“Virgil has to improve; sometimes he is too laid back... that has to change.”
Those were the words of Ronald Koeman, the former Everton and current Netherlands national coach, speaking about Liverpool's Virgil van Dijk.
Within minutes of his team’s 2-1 defeat to France in the UEFA Nations League, Koeman had told the Reds’ record signing what he thought of his performance, suggesting that his elite strength and power means he sometimes feels he can afford to be a little laid-back, safe in the knowledge he can still win his battle.
Koeman, though, urged him not to switch off at all if he wants to be referred to as world-class and reach the heights he is undoubtedly capable of, and has arguably already reached several times.

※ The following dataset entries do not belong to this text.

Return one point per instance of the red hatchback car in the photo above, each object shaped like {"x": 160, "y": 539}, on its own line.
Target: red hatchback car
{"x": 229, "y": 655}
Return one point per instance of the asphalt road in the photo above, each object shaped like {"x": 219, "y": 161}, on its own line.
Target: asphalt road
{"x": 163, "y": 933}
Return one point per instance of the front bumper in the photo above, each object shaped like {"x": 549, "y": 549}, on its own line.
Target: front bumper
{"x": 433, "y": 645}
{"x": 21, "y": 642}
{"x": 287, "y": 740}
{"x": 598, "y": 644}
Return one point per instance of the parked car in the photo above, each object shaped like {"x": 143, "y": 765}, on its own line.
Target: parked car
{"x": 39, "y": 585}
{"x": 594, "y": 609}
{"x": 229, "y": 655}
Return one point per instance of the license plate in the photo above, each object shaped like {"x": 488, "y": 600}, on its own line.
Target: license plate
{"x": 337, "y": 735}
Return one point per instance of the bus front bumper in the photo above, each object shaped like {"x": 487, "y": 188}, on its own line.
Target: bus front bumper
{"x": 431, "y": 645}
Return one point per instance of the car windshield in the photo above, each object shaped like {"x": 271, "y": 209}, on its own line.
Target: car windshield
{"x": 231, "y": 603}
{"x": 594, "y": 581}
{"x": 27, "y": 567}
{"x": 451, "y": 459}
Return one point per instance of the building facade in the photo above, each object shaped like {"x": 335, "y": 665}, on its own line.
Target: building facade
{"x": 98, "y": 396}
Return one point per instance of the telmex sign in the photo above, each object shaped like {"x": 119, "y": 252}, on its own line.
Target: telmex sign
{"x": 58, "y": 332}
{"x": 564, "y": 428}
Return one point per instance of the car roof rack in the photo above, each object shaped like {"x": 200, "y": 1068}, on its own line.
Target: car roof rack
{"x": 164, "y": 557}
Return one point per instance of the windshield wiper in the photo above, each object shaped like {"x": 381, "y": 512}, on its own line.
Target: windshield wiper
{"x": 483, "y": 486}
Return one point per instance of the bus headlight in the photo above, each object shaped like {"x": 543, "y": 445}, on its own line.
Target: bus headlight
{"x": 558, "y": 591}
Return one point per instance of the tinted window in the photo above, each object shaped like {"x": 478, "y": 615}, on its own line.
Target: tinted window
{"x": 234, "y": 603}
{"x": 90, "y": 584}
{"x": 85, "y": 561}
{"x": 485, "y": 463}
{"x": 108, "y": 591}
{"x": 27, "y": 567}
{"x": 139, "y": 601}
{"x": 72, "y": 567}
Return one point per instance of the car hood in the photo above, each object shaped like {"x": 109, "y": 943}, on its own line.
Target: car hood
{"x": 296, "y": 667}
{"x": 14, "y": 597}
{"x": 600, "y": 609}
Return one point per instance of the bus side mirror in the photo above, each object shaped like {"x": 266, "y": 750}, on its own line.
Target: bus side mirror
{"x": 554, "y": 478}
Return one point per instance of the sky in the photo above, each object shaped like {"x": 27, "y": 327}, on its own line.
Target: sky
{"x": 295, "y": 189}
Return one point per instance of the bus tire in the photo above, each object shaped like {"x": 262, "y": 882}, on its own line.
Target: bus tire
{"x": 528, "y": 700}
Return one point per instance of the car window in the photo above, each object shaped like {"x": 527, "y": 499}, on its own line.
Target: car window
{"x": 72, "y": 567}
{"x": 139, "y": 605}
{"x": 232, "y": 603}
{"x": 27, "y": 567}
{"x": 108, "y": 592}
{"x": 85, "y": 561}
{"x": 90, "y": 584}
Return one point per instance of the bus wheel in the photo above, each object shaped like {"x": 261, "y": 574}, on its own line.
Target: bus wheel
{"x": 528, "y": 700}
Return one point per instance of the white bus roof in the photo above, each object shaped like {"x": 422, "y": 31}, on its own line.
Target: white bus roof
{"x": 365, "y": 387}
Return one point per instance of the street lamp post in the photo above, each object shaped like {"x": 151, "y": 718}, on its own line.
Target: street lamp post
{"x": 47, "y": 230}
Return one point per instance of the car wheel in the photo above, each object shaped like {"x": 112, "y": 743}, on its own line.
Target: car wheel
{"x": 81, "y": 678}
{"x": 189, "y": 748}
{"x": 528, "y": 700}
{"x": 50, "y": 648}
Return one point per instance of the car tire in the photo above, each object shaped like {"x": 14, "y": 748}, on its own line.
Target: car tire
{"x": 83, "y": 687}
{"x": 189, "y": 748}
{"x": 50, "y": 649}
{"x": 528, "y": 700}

When Van Dijk has been caught out – very rarely – it has often come through him being too cool or carefree, with Joe Gomez bailing him out on a couple of occasions in the early weeks of the season.
The perceived criticism of the Dutch defender was met with some surprise given how well he has generally performed for Liverpool since making the £75 million move from Southampton ten months ago.

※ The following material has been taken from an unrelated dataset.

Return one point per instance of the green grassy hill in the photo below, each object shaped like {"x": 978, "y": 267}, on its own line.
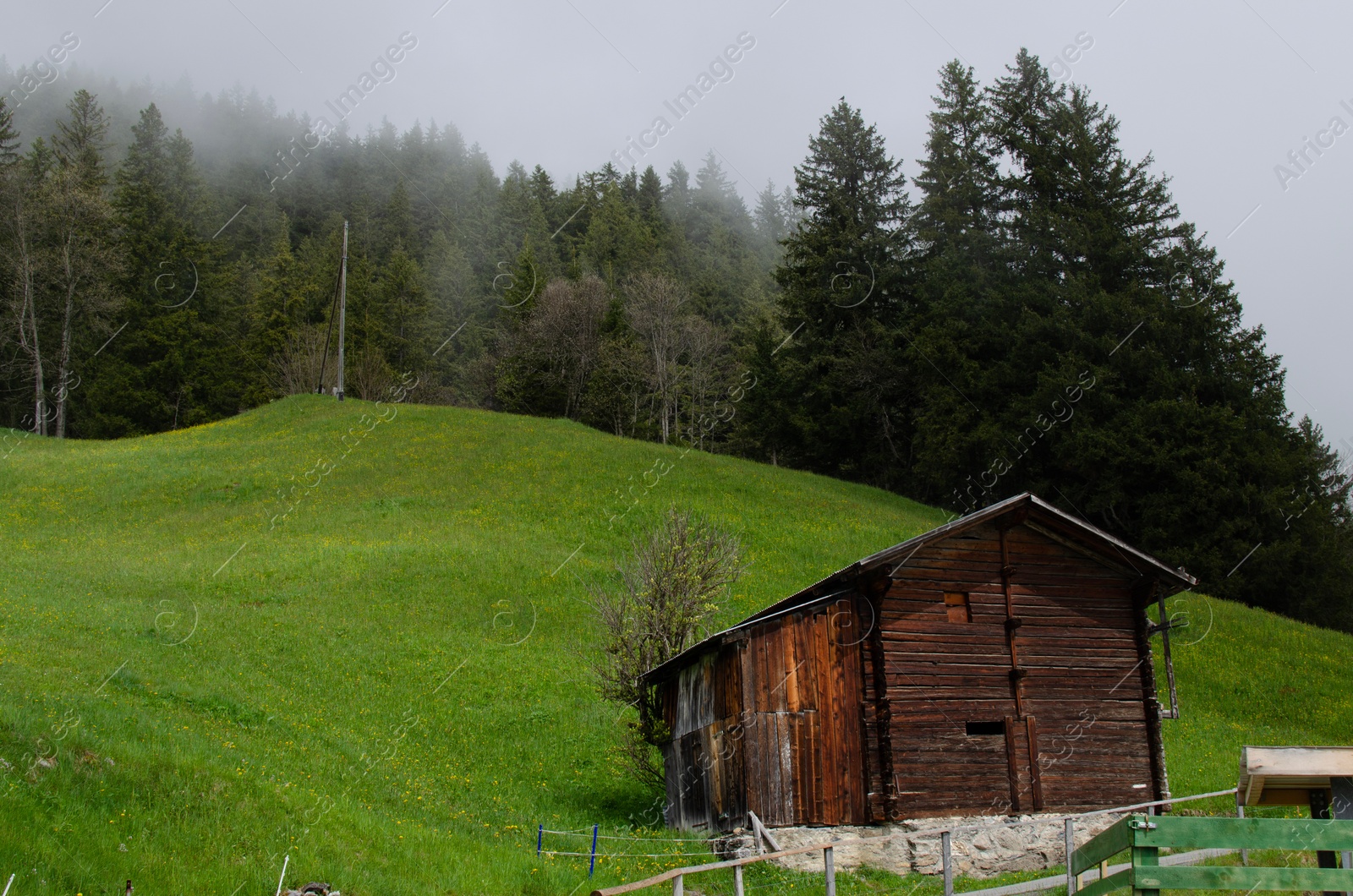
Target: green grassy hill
{"x": 365, "y": 646}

The Reds have not conceded a goal at Anfield in the Premier League since West Ham United’s Michail Antonio netted a consolation in a 4-1 victory back in February, and have only conceded three times in the league this season, a joint league-best with Manchester City, who to date have faced inferior opponents.
That is partly down to the impressive Alisson Becker, but he only arrived from AS Roma in the summer; Gomez and Dejan Lovren who have been alongside the Dutchman should take some credit too, but Van Dijk is the only constant at the heart of the defence.

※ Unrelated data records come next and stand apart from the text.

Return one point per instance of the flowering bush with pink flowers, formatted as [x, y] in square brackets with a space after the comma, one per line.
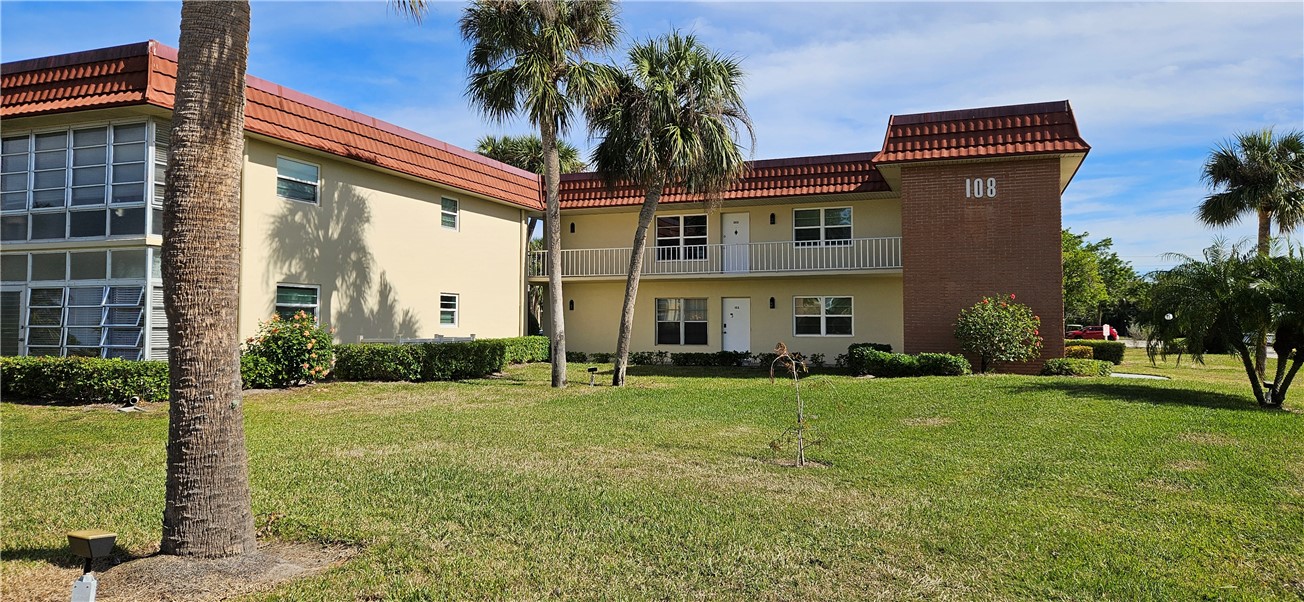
[297, 349]
[999, 330]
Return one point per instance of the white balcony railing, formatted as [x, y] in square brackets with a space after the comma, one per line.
[750, 258]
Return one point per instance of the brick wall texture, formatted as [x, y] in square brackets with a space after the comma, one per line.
[956, 249]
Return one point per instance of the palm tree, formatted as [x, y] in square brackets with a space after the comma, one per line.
[672, 119]
[1214, 300]
[532, 56]
[1283, 284]
[207, 511]
[1259, 173]
[527, 153]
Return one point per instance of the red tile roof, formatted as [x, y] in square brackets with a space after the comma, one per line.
[1019, 129]
[145, 73]
[798, 176]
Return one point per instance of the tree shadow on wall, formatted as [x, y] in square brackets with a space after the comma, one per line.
[326, 245]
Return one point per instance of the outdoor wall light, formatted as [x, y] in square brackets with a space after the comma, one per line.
[91, 545]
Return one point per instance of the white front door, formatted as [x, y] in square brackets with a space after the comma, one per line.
[11, 322]
[736, 334]
[734, 235]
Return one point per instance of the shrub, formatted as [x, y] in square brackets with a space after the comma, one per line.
[882, 347]
[732, 358]
[1079, 352]
[256, 372]
[1076, 368]
[999, 330]
[299, 349]
[644, 358]
[693, 358]
[943, 365]
[377, 361]
[82, 379]
[457, 361]
[866, 360]
[524, 349]
[1110, 351]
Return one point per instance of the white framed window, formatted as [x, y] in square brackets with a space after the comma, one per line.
[449, 215]
[447, 310]
[822, 227]
[681, 237]
[297, 180]
[292, 299]
[681, 321]
[823, 315]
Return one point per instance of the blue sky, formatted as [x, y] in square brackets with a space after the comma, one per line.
[1154, 86]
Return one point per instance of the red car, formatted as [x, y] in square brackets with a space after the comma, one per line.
[1102, 332]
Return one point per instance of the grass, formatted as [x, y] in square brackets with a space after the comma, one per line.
[989, 487]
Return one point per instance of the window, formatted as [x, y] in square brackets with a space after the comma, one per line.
[63, 180]
[828, 227]
[292, 299]
[681, 322]
[449, 213]
[296, 180]
[681, 237]
[447, 309]
[822, 315]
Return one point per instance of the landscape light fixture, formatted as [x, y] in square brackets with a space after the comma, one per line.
[91, 545]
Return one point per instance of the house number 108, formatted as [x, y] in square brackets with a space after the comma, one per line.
[979, 188]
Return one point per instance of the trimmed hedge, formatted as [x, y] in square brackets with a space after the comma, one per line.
[82, 379]
[716, 358]
[1076, 368]
[458, 361]
[1109, 351]
[377, 361]
[1079, 352]
[943, 365]
[866, 360]
[524, 349]
[428, 361]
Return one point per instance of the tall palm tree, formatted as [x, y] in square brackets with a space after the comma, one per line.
[527, 153]
[207, 511]
[532, 56]
[672, 119]
[1262, 173]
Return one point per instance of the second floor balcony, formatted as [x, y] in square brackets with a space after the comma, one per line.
[846, 256]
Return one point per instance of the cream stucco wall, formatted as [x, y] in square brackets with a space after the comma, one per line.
[870, 218]
[592, 326]
[377, 250]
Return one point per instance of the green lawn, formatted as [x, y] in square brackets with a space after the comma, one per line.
[990, 487]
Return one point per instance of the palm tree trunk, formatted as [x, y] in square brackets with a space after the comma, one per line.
[1265, 236]
[631, 282]
[553, 243]
[1255, 382]
[207, 511]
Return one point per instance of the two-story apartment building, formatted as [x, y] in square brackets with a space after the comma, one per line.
[822, 252]
[384, 232]
[378, 231]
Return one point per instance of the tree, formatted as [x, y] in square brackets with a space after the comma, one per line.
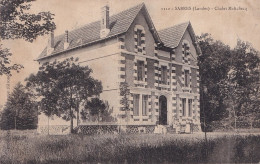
[62, 87]
[20, 111]
[213, 66]
[17, 22]
[125, 102]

He has been imperious for the Reds so far, a £75 million bargain – but Koeman was right to speak out now precisely because of Van Dijk’s good form and high-level performances.
Calling out players when they are doing well is simply a tactic employed to coax an extra one per cent out of them – at the elite level which Van Dijk finds himself in, there is little more to squeeze.
Van Dijk is not someone who needs much coaching and is well-versed in Liverpool's system now, but a little nudge now and again to keep him focused, concentrated and on his toes is no bad thing.
He does not need to improve massively or make revolutionary changes to his game; Koeman was not calling for that in his comments, despite some knee-jerk reactions suggesting he might have been.
This was not a vicious attack or a scathing criticism associated with Jose Mourinho and his Manchester United players, but rather a gentle reminder of his responsibilities to one of his most trusted and valued players.
In any case, if anyone knows about how to be a world-class central defender it’s Ronald Koeman – if Van Dijk can improve even the most minute detail of his game with a soft, well-meaning prod from his international manager, then both Liverpool and the Netherlands will benefit.